De l’une à l’autre, Zemmour décline le « grand remplacement » de Renaud Camus, cher aussi à Marion Maréchal. Ainsi, à la tribune, il éructe contre « les femmes voilées et les hommes en djellaba » qu’il compare à « une islamisation de la rue comme les uniformes d’une armée d’occupation rappellent aux vaincus leur soumission ». Un mois plus tard, sur CNews, le voilà qui « estime que quand on vient en France et qu’on est français, on doit changer son point de vue » et lâche : « Quand le général Bugeaud arrive en Algérie, il commence par massacrer les musulmans, et même certains Juifs. Eh bien, moi, je suis aujourd’hui du côté du général Bugeaud. C’est ça, être français. » Le premier propos vaudra à Zemmour une condamnation pour injure et provocation à la haine, le second une mise en demeure du Conseil supérieur de l’audiovisuel (CSA) pour CNews. 

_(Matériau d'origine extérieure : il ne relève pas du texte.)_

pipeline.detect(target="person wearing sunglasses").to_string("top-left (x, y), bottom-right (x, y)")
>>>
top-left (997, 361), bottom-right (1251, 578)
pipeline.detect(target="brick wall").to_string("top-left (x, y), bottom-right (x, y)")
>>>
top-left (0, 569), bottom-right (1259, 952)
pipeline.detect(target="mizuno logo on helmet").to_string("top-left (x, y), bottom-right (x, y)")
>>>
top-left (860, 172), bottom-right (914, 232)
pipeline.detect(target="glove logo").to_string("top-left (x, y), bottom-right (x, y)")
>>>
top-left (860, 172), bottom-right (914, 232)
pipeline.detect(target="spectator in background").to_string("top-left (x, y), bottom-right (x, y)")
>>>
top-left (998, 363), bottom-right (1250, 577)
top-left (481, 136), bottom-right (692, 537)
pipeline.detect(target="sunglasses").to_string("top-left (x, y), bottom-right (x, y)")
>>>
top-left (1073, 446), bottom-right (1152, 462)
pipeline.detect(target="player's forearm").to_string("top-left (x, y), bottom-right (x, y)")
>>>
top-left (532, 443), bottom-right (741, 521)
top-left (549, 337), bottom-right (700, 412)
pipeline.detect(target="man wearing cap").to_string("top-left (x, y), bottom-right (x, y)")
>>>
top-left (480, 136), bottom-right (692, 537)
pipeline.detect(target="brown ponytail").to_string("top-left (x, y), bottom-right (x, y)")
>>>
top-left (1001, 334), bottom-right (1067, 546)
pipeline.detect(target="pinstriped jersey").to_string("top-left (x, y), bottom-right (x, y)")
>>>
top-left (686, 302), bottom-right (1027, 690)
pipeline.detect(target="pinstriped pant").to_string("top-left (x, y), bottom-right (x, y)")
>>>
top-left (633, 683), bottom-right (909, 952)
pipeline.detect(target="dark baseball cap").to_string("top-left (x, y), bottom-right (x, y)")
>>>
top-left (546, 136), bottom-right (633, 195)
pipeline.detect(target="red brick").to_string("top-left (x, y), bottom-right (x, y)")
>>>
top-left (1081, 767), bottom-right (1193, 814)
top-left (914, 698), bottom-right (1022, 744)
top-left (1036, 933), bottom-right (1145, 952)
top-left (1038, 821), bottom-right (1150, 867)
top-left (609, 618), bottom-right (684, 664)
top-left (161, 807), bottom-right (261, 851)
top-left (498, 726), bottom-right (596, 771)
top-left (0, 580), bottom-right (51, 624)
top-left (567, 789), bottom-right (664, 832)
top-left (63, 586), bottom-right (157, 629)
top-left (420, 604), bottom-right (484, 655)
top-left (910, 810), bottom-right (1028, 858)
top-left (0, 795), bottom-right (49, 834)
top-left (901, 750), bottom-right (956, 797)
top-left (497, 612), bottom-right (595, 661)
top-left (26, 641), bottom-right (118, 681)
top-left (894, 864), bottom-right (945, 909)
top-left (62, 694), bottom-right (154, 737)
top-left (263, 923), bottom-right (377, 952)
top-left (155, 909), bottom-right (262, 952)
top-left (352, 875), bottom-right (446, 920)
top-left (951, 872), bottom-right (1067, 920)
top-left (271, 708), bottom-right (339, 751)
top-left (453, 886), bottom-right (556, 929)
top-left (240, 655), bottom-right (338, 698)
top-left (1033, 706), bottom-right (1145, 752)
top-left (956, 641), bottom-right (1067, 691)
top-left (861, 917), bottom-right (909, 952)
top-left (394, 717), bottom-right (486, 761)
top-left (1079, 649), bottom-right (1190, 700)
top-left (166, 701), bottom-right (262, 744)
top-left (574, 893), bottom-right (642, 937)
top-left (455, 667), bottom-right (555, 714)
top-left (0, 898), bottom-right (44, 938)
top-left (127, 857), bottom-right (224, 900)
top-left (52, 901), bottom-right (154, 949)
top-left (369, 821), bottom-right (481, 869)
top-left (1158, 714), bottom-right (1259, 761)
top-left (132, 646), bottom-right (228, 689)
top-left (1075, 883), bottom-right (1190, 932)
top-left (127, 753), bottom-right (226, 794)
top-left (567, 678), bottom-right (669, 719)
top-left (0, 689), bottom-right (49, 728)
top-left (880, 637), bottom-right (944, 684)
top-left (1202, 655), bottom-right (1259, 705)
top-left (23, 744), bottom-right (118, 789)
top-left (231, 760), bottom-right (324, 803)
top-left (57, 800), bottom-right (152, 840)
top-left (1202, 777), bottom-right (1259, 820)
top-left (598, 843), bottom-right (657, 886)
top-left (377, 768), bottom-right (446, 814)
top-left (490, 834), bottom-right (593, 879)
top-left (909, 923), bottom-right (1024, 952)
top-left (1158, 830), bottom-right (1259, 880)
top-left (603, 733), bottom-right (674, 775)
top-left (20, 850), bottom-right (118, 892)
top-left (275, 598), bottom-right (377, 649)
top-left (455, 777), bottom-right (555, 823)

« Tous nos problèmes sont aggravés par l’immigration, et sont aggravés par l’islam », balance-t-il à la Convention de la droite. « L’immigration, l’islam et l’islamisme, tout ça, c’est le même sujet », crache-t-il sur CNews. De la tribune maréchalienne au porte-voix médiatique de CNews, les mêmes obsessions : « Ces femmes qui n’ont plus besoin du contact dégoûtant d’un homme pour faire des bébés » résonne sur la chaîne info avec la description de la PMA vue comme un « caprice » et celle de l’homosexualité comme « un choix ». L’« opération d’occupation et de colonisation de portions du territoire français » trouve son écho dans les « enclaves étrangères » dont il se repaît sur CNews. Et ça continue, ça ne s’arrête jamais : « La continuité entre les vols et des viols et les attentats : ce sont les mêmes qui les commettent » – ça c’était devant Marion Maréchal. « Ils sont voleurs, ils sont assassins, ils sont violeurs, c’est tout ce qu’ils sont ! Il faut les renvoyer ! », à propos des mineurs isolés – ça c’était devant les téléspectateurs de CNews.

« Je découvre que nous avons beaucoup de points de convergence intellectuelle. » Ainsi Éric Zemmour relate-t-il à Valeurs actuelles sa rencontre avec Vincent Bolloré en juin 2019, quand ce dernier le persuade de rejoindre CNews, chaîne info de Canal+ dont il a personnellement pris en main le destin depuis 2015. Et c’est sur feu i-Télé, rebâtie début 2017 sur les cendres fumantes des départs d’une centaine de journalistes refusant de travailler aux côtés de Jean-Marc Morandini, que cette « convergence » fait son nid. Quand Zemmour arrive, le virage Fox News est déjà très sérieusement pris. Ainsi Pascal Praud a déjà échangé la discussion de comptoir footballistique pour le bavassage d’actualité au zinc. Consistant à dégoiser, s’indigner en permanence, en resservant la petite sœur à Ivan Rioufol ou à Élisabeth Lévy. Allez une autre, patron ! Une belle carrière pour Praud avec deux éditions par jour de L’Heure des pros et un bombardement comme « conseiller éditorial » du patron de CNews, Serge Nedjar, vieil affidé de Bolloré.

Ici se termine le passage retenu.